Twenty-two groups of students have created a modern version of the album amicorum for Temple. In it, they showcased 30 things Owls should know to get the most out of their first year at the university. Gratson says the possibilities were endless: Homecoming, Temple Theaters performances, gallery exhibits, sporting events or scholastic endeavors.
With “Ode to Joy” filling the class’s lecture hall in its final meeting of the semeter, Gratson announced the choice for the best album, created by Team Wooo.

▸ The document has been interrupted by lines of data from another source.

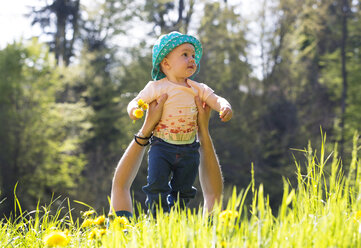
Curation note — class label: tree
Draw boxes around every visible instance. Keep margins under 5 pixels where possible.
[29,0,80,66]
[0,39,84,216]
[144,0,195,34]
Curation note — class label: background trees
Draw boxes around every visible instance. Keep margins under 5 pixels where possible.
[0,0,361,215]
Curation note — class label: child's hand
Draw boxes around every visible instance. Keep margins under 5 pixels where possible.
[219,106,233,122]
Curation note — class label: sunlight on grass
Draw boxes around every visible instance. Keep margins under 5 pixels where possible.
[0,135,361,248]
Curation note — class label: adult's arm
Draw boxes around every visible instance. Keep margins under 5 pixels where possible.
[110,94,168,213]
[195,97,223,214]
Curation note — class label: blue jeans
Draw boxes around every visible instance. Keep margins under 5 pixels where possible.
[143,137,199,214]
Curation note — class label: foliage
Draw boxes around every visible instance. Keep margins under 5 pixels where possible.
[0,39,84,215]
[0,137,361,248]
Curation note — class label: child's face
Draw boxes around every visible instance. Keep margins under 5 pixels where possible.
[165,43,197,78]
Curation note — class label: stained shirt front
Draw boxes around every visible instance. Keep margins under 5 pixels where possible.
[135,78,213,145]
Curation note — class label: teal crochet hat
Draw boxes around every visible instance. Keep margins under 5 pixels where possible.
[152,31,202,80]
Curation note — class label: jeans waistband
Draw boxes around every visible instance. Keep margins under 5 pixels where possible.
[150,136,199,147]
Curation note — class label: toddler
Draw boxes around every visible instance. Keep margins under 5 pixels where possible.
[127,32,232,214]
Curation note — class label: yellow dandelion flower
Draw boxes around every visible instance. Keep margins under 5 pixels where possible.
[138,99,144,108]
[88,229,98,240]
[97,229,107,237]
[44,231,69,247]
[142,103,149,110]
[133,109,144,119]
[219,210,238,221]
[94,215,105,225]
[83,210,95,216]
[114,216,129,226]
[81,219,94,227]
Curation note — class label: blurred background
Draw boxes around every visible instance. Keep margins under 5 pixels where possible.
[0,0,361,216]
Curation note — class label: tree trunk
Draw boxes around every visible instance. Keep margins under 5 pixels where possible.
[340,0,349,157]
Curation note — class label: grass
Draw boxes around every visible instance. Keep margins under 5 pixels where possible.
[0,135,361,248]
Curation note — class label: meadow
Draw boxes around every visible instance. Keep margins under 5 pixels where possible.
[0,134,361,248]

The winning team will be treated to a meal at Le Bec Fin next semester.
“What we wanted to do is show that people come through Temple a lot and that we’re all connected to Temple,” says Team Wooo member Peter Ellinas, a sophomore Communication Studies major. “We left a couple of pages at the end empty so that new students could put their memories in it.”
The album describes how to maneuver through the financial aid process and the best places to hang out on campus, including under the bell tower.
photos by Daniel Pelligrine
Another group of students centered their album’s content around success, and titled it “Shifting Gears.” Janice Durrant, a freshman communication studies major, says it offers a glimpse into life at Temple from a student’s perspective.
“College is going to be hard,” she says. “What we have done is create a tool that allows students to help themselves.”
Their book guides new Temple students through their experience with an explanation on how public transportation works, tips on campus safety, how to ace an interview and where to seek out disability assistance. They tried their best to make the book applicable to as many students as possible.
“Success is not a formula that fits all people in the same way,” says Sam Knaub, CMST, a sophomore.
Gratson says one of the goals an album amicorum is to drive the user to experience what is in the book first-hand and to network with people there. Each entry in the books offers space for someone who the owner meets at an event to sign, an introduction to the importance of networking.
The “Shifting Gears” group says they discovered more about Temple and Philadelphia through this project. They met several times in the TECH Center’s breakout rooms, which offer space for groups to work collaboratively, a resource of which none of them were previously aware. And freshman strategic communication major Hanna Schoenleber says that she will be making an effort to experience more of the city’s museums.
Each group was to create a physical book, and had the option of supplementing it with an on-line version.
Components of some of the class’s top projects may be used in Temple’s Living Learning Communities, residential communities of Temple students and faculty with a shared passion for learning, as part of its orientation for new students.